Get ready to set your clocks back. On Sunday at 2 a.m., Daylight Saving Time comes to an end and we return to Standard Time.
So why do we fall back each November, and spring forward each March? And is this a practice we still should follow? Here’s the tick-tock on Daylight Saving Time. And yes, it is "saving" – no "s" at the end.
The idea of DST dates centuries back. Before many countries used to run on “Solar Time.” Most people blame Ben Franklin for inventing DST, but it was actually a New Zealand entomologist named George Hudson who officially came up with the concept in 1895. The reason the Founding Father is often considered the creator is because of a satirical essay he wrote in a French journal in 1784. According to The Franklin Institute, his piece “An Economical Project” argues for the benefits of daylight hours, saying it would make Parisians more money.
Despite Hudson’s appeal, Daylight Saving Time was first introduced by Germany during World War I. The Germans thought that having more daylight hours would help conserve energy. Other European countries and the United States soon adopted it as well. After the war, the practice fizzled out until it was implemented again during World War II to save fuel and resources.
Individual U.S. states continued to observe DST, but there was no standardization about when it would start and end. That was until Congress passed the Uniform Time Act in 1966. And since 2007, we’ve had an extra four weeks of Daylight Saving Time thanks to the Energy Policy Act of 2005.

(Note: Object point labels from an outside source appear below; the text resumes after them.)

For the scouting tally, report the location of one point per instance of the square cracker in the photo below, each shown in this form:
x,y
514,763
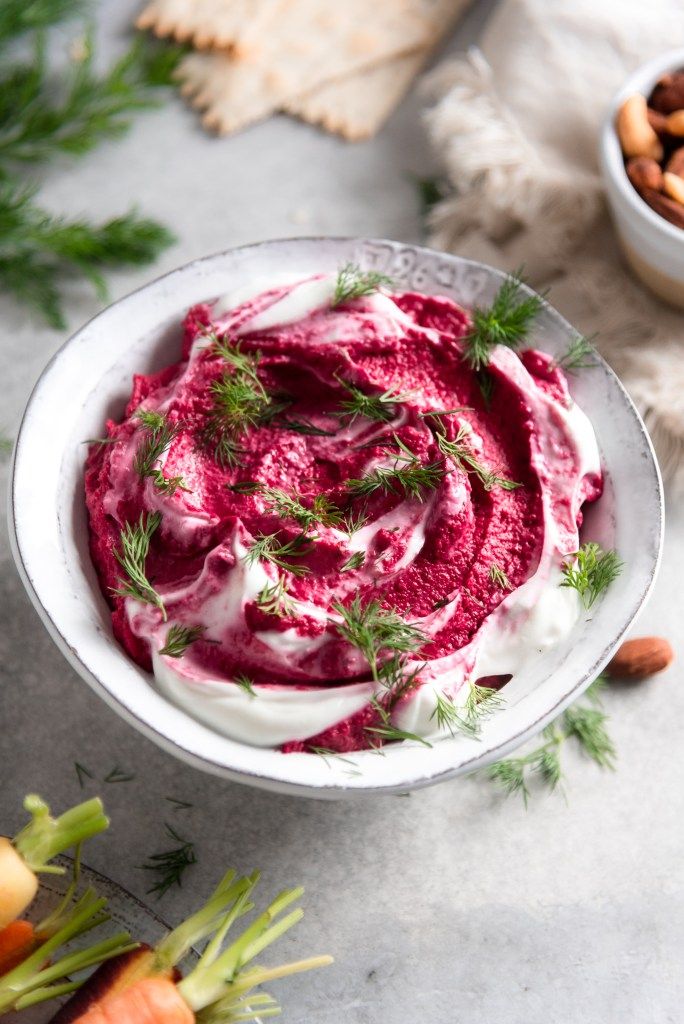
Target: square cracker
x,y
218,24
357,105
309,42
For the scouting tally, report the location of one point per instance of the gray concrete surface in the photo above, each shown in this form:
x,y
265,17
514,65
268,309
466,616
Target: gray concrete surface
x,y
451,905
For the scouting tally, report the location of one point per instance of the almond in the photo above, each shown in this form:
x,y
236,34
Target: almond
x,y
644,173
676,163
640,657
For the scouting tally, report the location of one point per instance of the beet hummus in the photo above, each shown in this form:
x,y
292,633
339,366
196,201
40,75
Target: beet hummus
x,y
324,529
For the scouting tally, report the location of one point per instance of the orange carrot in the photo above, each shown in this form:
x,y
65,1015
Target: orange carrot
x,y
153,1000
17,940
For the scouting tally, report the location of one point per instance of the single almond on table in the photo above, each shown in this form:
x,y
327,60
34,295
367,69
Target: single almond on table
x,y
636,135
640,657
674,186
644,172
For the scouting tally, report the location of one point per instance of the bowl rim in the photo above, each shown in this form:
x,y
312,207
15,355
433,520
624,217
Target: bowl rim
x,y
321,788
642,78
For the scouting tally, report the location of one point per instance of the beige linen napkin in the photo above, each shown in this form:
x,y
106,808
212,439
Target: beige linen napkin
x,y
516,125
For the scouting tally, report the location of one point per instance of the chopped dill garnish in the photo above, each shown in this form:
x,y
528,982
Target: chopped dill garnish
x,y
580,354
352,283
462,455
353,562
119,775
506,322
591,571
273,599
498,577
158,439
245,683
373,630
170,865
267,547
132,558
408,474
179,638
380,408
585,724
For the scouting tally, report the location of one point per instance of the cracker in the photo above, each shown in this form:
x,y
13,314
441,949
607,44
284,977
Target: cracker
x,y
356,107
308,43
218,24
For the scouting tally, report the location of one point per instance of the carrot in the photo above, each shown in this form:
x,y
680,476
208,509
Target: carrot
x,y
153,1000
17,940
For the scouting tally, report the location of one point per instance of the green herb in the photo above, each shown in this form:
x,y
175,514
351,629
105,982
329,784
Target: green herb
x,y
170,865
353,562
380,408
266,547
273,599
39,251
506,322
585,724
498,576
156,443
352,283
462,455
179,638
480,701
119,775
302,427
132,558
408,474
580,354
81,772
591,572
246,683
178,805
373,630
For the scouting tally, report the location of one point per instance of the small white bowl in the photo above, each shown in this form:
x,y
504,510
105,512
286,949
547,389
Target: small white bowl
x,y
89,380
653,247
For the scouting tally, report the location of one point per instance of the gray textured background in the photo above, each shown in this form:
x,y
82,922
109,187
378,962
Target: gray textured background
x,y
451,905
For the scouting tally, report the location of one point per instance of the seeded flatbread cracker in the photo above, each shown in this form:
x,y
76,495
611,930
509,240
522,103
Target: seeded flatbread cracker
x,y
356,107
309,42
219,24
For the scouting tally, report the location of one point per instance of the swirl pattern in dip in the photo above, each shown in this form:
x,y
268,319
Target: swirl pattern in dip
x,y
472,557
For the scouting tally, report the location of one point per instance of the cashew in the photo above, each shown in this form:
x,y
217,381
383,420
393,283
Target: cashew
x,y
674,186
636,135
675,123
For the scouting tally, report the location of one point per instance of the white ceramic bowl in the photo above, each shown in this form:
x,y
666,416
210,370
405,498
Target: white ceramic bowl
x,y
653,247
89,379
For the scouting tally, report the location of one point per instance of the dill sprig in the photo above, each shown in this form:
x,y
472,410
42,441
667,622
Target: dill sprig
x,y
506,322
179,638
591,571
408,474
132,557
157,441
461,453
585,724
374,630
267,547
499,578
480,701
352,283
353,562
273,599
170,865
245,683
380,408
580,354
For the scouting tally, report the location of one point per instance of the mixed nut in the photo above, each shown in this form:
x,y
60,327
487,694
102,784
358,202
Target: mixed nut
x,y
651,135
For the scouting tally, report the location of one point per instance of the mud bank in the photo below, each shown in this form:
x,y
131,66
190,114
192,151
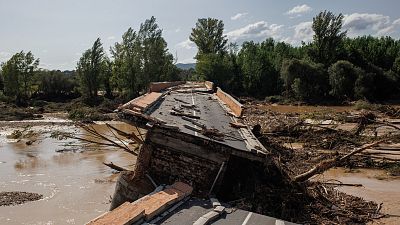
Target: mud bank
x,y
377,186
75,185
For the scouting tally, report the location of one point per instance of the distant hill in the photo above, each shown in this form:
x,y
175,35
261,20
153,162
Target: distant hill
x,y
186,66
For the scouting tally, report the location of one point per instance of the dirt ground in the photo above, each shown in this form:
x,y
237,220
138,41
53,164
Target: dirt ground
x,y
302,138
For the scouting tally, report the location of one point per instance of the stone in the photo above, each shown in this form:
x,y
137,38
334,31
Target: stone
x,y
219,209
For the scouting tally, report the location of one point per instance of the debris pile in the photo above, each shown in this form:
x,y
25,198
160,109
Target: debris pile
x,y
17,197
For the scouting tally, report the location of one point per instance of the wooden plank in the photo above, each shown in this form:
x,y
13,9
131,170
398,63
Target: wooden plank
x,y
124,214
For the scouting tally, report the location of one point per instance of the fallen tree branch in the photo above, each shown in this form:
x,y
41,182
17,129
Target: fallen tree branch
x,y
131,136
115,167
327,164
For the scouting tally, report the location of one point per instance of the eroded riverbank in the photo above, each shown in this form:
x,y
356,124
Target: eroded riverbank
x,y
377,186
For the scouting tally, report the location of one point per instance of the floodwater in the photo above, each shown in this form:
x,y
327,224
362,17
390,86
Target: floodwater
x,y
377,186
75,184
306,108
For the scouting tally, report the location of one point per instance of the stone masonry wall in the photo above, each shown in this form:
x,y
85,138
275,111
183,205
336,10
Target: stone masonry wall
x,y
167,166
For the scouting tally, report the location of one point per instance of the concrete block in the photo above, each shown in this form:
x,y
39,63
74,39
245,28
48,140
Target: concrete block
x,y
215,202
201,221
219,209
210,216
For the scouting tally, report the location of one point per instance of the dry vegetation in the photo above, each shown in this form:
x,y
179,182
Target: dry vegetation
x,y
314,142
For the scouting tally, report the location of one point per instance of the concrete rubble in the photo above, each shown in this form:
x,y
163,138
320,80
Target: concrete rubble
x,y
195,142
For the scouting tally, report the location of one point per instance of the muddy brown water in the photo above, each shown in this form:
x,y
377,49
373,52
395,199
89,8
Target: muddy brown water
x,y
76,185
377,186
305,109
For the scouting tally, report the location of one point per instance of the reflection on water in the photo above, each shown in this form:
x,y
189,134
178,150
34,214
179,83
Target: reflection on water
x,y
76,185
378,186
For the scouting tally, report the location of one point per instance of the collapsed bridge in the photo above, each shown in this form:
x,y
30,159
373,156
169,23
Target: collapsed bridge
x,y
194,137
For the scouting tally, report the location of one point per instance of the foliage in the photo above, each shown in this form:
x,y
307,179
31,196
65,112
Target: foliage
x,y
260,77
89,69
18,73
304,80
327,37
342,76
55,83
86,114
208,36
140,58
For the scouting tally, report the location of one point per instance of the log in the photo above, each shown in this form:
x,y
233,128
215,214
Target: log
x,y
184,114
115,167
131,136
327,164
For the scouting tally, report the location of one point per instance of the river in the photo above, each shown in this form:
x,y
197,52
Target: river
x,y
76,186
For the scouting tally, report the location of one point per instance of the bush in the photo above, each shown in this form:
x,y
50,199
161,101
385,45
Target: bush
x,y
304,80
342,76
87,114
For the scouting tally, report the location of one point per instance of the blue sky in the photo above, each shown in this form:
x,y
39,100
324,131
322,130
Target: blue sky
x,y
59,31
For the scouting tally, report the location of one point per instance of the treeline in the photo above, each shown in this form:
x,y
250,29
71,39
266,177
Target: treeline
x,y
333,67
140,58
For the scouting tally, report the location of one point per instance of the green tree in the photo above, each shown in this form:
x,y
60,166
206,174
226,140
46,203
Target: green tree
x,y
304,80
364,87
142,57
89,69
1,81
55,83
342,76
260,78
328,38
127,64
107,75
18,74
211,44
208,36
157,61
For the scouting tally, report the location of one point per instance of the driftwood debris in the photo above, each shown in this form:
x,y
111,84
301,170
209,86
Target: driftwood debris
x,y
95,137
327,164
115,167
184,114
131,136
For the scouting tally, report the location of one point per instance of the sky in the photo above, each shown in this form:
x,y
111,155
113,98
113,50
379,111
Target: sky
x,y
58,32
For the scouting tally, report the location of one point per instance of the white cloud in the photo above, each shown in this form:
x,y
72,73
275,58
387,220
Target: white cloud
x,y
4,56
300,9
363,21
255,31
186,44
238,16
369,23
302,33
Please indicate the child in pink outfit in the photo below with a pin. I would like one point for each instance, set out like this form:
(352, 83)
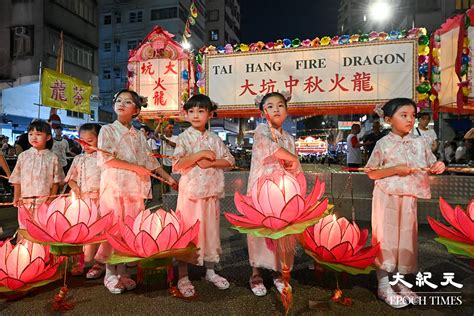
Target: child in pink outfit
(399, 164)
(84, 180)
(273, 151)
(37, 173)
(200, 157)
(125, 178)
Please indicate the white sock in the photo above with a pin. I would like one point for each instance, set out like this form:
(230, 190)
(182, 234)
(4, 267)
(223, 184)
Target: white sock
(210, 273)
(110, 270)
(382, 278)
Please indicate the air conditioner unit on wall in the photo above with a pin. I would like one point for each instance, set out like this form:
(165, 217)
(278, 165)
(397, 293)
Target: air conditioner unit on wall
(20, 30)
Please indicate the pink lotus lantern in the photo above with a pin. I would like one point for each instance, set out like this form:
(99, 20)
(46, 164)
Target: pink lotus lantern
(25, 265)
(278, 206)
(458, 239)
(338, 245)
(67, 221)
(151, 235)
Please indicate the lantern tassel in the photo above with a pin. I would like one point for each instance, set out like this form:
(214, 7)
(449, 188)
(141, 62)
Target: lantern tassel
(59, 301)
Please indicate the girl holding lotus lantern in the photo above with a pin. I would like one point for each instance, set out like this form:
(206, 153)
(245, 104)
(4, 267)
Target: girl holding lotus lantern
(84, 179)
(273, 152)
(399, 164)
(200, 156)
(37, 174)
(127, 163)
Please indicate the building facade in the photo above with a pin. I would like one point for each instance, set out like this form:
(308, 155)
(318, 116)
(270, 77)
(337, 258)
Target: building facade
(125, 23)
(222, 22)
(29, 33)
(360, 17)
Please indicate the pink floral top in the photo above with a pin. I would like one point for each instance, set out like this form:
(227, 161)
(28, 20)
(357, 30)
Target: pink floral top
(413, 151)
(197, 183)
(36, 171)
(263, 161)
(85, 172)
(129, 145)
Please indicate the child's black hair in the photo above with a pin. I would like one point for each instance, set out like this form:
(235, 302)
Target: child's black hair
(269, 95)
(139, 102)
(201, 101)
(43, 127)
(393, 105)
(90, 127)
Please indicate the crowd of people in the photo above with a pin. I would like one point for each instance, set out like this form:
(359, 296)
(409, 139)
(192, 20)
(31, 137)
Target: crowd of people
(118, 179)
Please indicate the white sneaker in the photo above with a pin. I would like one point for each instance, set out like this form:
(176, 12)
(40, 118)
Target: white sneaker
(391, 298)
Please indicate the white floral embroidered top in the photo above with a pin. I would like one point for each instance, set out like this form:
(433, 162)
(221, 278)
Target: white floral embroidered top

Today, around 70 countries observe Daylight Saving Time. Domestically, 48 states do, but Hawaii, most of Arizona, and U.S. territories like Puerto Rico and Guam do not.
So, should Daylight Saving Time still be around?
Proponents say Daylight Saving Time saves energy. During the eight months we implement it, we get an hour more of sunshine in the evenings, which means we use less power. Studies have also shown that when it is lighter out longer, people spend more time outside. They also spend more money, which is good for the economy.
The U.S. Department of Transportation also claims that there is less crime during Daylight Saving Time. The agency also says it prevents traffic injuries—an argument that opponents of DST disagree with.
They cite studies that say there are actually more accidents, heart attacks and other health problems in the days after Standard Time begins or ends. People also report feeling disoriented and unproductive. Challengers also doubt that we save any energy, or if we do it is negligible.
Because of these arguments, maybe more states will join Hawaii and Arizona and opt out of the Uniform Time Act. In March, Florida passed the Sunshine Protection Act. But the state doesn’t want to remain in Standard Time. It wants to stay on Daylight Saving Time year-round.
Whatever your feelings are about the time change, at 2 a.m. this Sunday our clocks fall back to 1 a.m. So say hello to Standard Time, until the second Sunday in March, when 2 a.m. springs forward to 3 a.m.